Chaque soir en effet, je passais devant le poste de garde au volant de ma Peugeot grise. Mâchoire crispée, l’oeil agressif du soldat qui monte au front, j’adressais un salut guerrier aux deux ou trois plantons qui enregistraient les entrées, avant de gagner un parking éloigné et discret aménagé au pied de mon petit immeuble.

Je sortais de ma voiture, balayais les environs d’un œil inquisiteur et m’en allais ouvrir la porte de mon logement. Je revenais ensuite vers mon véhicule dont j’ouvrais discrètement le coffre.

Il était bien entendu formellement interdit d’introduire une personne étrangère au sein de la caserne. Dans le coffre, une épaisse couverture militaire et, sur la couverture, une P.F.A.T. (Personnel Féminin de l’Armée de Terre) me tendait les bras avec un sourire espiègle, malicieux et complice. Affligé depuis ma prime jeunesse d’obsédantes terreurs nocturnes, elle m’était nécessaire pour bénéficier d’une présence tutélaire et attentive qui assurerait ma quiétude et la sérénité de mes nuits.

Le général Jean Gabriel Revault D’Allonnes commandait la 409ème compagnie de Q.G. Tenu au courant de mes prestations sous-marines dans la région, Il avait manifesté de l’intérêt pour la faune, du littoral en général et de la région trégorroise en particulier. Nous avions longuement évoqué les ressources halieutiques de Haute-Bretagne, en particulier celles qui m’étaient accessibles.

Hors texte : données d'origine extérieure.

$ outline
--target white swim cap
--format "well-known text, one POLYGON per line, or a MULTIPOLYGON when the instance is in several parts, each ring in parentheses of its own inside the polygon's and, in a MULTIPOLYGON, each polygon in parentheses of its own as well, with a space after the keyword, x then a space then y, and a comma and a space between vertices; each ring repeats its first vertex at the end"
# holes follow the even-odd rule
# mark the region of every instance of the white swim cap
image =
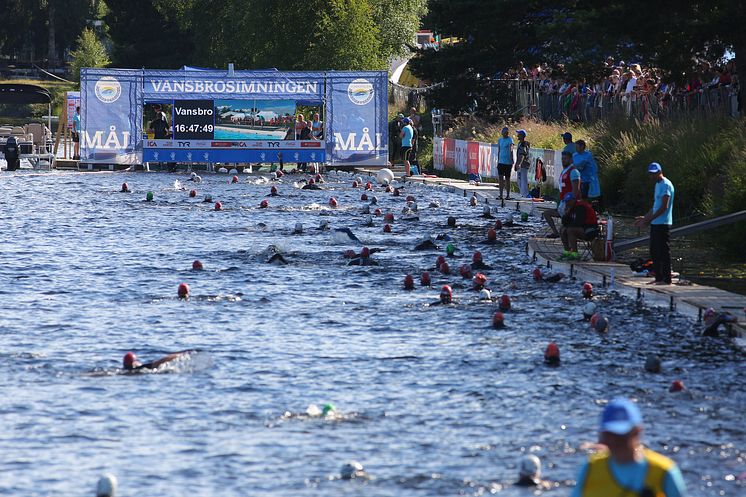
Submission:
POLYGON ((98 480, 96 485, 96 497, 114 497, 117 491, 117 477, 105 474, 98 480))
POLYGON ((353 478, 365 476, 365 469, 359 462, 350 461, 342 465, 342 469, 339 471, 339 474, 343 480, 351 480, 353 478))
POLYGON ((596 314, 596 308, 596 304, 594 304, 593 302, 588 302, 583 306, 583 316, 585 316, 586 318, 590 318, 591 316, 596 314))
POLYGON ((193 172, 193 173, 192 173, 192 174, 191 174, 191 175, 190 175, 189 177, 190 177, 190 178, 194 178, 194 177, 196 177, 196 176, 197 176, 197 173, 193 172))
POLYGON ((296 233, 303 232, 303 223, 295 223, 295 232, 296 233))
POLYGON ((492 300, 492 293, 486 288, 482 288, 479 291, 479 300, 492 300))
POLYGON ((528 478, 541 478, 541 461, 533 454, 521 457, 518 462, 518 475, 528 478))
POLYGON ((231 169, 231 170, 230 170, 230 171, 228 172, 228 174, 238 174, 238 169, 236 169, 236 168, 234 167, 233 169, 231 169))
POLYGON ((221 167, 220 169, 218 169, 218 172, 219 173, 227 173, 228 170, 226 168, 224 168, 224 167, 221 167))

Et d’évoquer avec un enthousiasme non feint les bars de dix kilos et plus, les labridés que j’affectionnais tout particulièrement, les turbots, et les soles énormes et si vulnérables, des «draps de lits», sans oublier, bien entendu, langoustes et homards, lieux jaunes et tourteaux.

  • Et les ormeaux, en voyez-vous parfois, me demanda soudain un lieutenant-colonel qui assistait à l’entretien ?
  • Les ormeaux ! Chaque anfractuosité de rocher vous en abrite une bonne demi-douzaine, m’entendis-je répondre d’enthousiasme.

Deux jours plus tard, sur la grande plage du Sillon à marée basse, un plongeur, poignard à la cheville et sac sur l’épaule, arpentait le rivage et suscitait la curiosité des promeneurs. A proximité immédiate de mes vêtements posés sur le sable, retenant difficilement leur allégresse et leur jubilation, affichant un air à la fois paisible et détendu, trois gendarmes affectaient de garder mes affaires.

  • Bonjour messieurs, lançai-je d’emblée en guise d’aimable préambule, il ne fallait pas vous donner cette peine, mes vêtements ne risquaient pas d’exciter une éventuelle convoitise.

Un peu interloqués par ma décontraction insouciante qu’ils n’avaient pas prévue…

  • Et d’où venez-vous comme ça ? 
  • Mais de la pêche, toujours la pêche, vous savez chez moi c’est une obsession. 
  • Ben voyons, et peut-on savoir ce que vous avez dans ce sac ?
  • Ce sont des ormeaux, et pas des petits, je peux vous le dire tout à fait entre nous. 
  • Mais enfin, vous êtes complètement malade, vous ne savez pas que c’est strictement interdit ? Voilà une heure qu’on reçoit des appels téléphoniques pour nous signaler vos agissements ! 
  • Vous m’en voyez réellement désolé, que voulez-vous, mais je vous ferai remarquer que ce sens de la délation profondément ancré au cœur des Français, moi qui ai connu l’Occupation et la Libération, je ne vous le cache pas, cela m’écoeure.
  • Bon ! Bon ! Revenons-en à ces ormeaux, vous allez devoir nous suivre à la gendarmerie.
  • Les ormeaux, mais dites donc, maintenant que j’y pense, il faut que j’aide le cuisinier à les préparer pour midi, vous comprenez, c’est pour le général, à qui j’ai promis une petite surprise à la caserne Rocabey. 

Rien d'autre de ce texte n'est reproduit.